Есть литераторы, которые избегают писать иные темы, потому что там у них неестественно звучит прямая речь. Иногда по той причине, что не «наработана» лексика, нет уверенности в разговорных профессиональных интонациях, в жаргонизмах, в ощущении достоверности речи. А есть такие, кто только прямой речью и работает, иногда – как отмычкой, даже не пытаясь использовать другие разделы текста. И как ни странно – выходит.

Махровым примером подобного рода может послужить Грегори Макдональд – американский детективщик, пишущий свои романы только и исключительно прямой речью. У него почти нет комментариев, описаний или сколько-нибудь развёрнутого повествования, признаюсь, когда его роман впервые попал мне в руки, я было решил, что это литературная запись сценария или чрезмерный дайджест редактора, питающего личную неприязнь ко всему, кроме прямой речи. И тем не менее его романы имеют мировую известность, а суммарный тираж сериала о Флетче давно перевалил за десять миллионов экземпляров только на английском языке.

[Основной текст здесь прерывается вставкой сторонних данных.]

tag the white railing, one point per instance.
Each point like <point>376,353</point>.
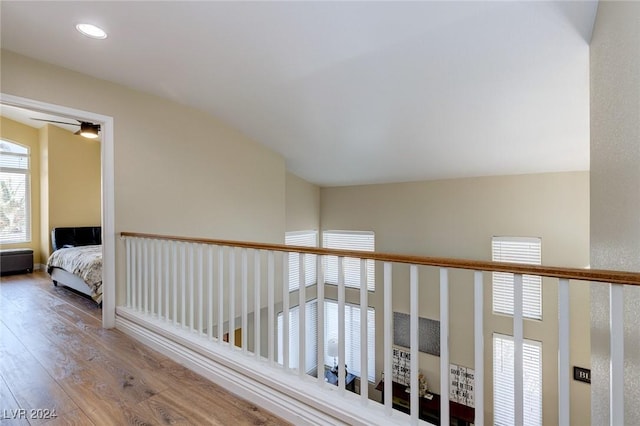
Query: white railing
<point>196,286</point>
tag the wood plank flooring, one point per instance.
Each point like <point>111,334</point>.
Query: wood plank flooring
<point>58,366</point>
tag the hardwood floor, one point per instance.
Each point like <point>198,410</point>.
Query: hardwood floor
<point>59,367</point>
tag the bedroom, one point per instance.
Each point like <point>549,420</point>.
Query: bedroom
<point>64,180</point>
<point>138,208</point>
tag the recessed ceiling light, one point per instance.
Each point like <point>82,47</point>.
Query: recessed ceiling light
<point>91,31</point>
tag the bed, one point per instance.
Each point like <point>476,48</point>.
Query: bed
<point>76,261</point>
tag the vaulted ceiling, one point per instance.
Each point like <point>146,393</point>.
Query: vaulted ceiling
<point>349,92</point>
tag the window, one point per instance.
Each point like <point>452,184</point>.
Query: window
<point>517,250</point>
<point>352,337</point>
<point>305,239</point>
<point>503,381</point>
<point>311,348</point>
<point>15,193</point>
<point>349,240</point>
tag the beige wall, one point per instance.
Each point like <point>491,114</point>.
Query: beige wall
<point>178,170</point>
<point>457,218</point>
<point>71,167</point>
<point>303,204</point>
<point>615,183</point>
<point>28,136</point>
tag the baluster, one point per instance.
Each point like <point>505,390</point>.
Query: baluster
<point>220,294</point>
<point>159,266</point>
<point>167,248</point>
<point>616,387</point>
<point>564,404</point>
<point>320,313</point>
<point>145,263</point>
<point>413,331</point>
<point>174,267</point>
<point>210,293</point>
<point>152,276</point>
<point>140,264</point>
<point>285,311</point>
<point>200,288</point>
<point>256,303</point>
<point>270,303</point>
<point>191,278</point>
<point>127,243</point>
<point>444,346</point>
<point>364,334</point>
<point>388,340</point>
<point>183,284</point>
<point>478,303</point>
<point>302,301</point>
<point>232,298</point>
<point>341,326</point>
<point>518,342</point>
<point>245,321</point>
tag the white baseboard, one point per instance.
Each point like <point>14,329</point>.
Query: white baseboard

Есть другой тип романа, тоже практически сделанный в виде прямой речи. Вернее – монолога. Это так называемые романы «от я», то есть от первого лица единственного числа. Здесь тоже существенны элементы монолога со всеми его преимуществами – краткостью описаний, личностным характером оценок, яркостью переживаний. К этому типу романов относится «Робинзон Крузо» Дефо, «Похищенный» Стивенсона, многие из романов Сноу, Кронина, Моэма, тексты братьев Даррелов… Прошу прощения, что назвал одних британцев, но сделал это далеко не случайно. Просто эта техника письма именно там была развита до полноценной и во многом даже прогрессивной формы, причём настолько, что одно время слова «английский роман» подразумевал роман от "я" или с явственными элементами личностного отношения, хотя практически мог и не использовать эту форму.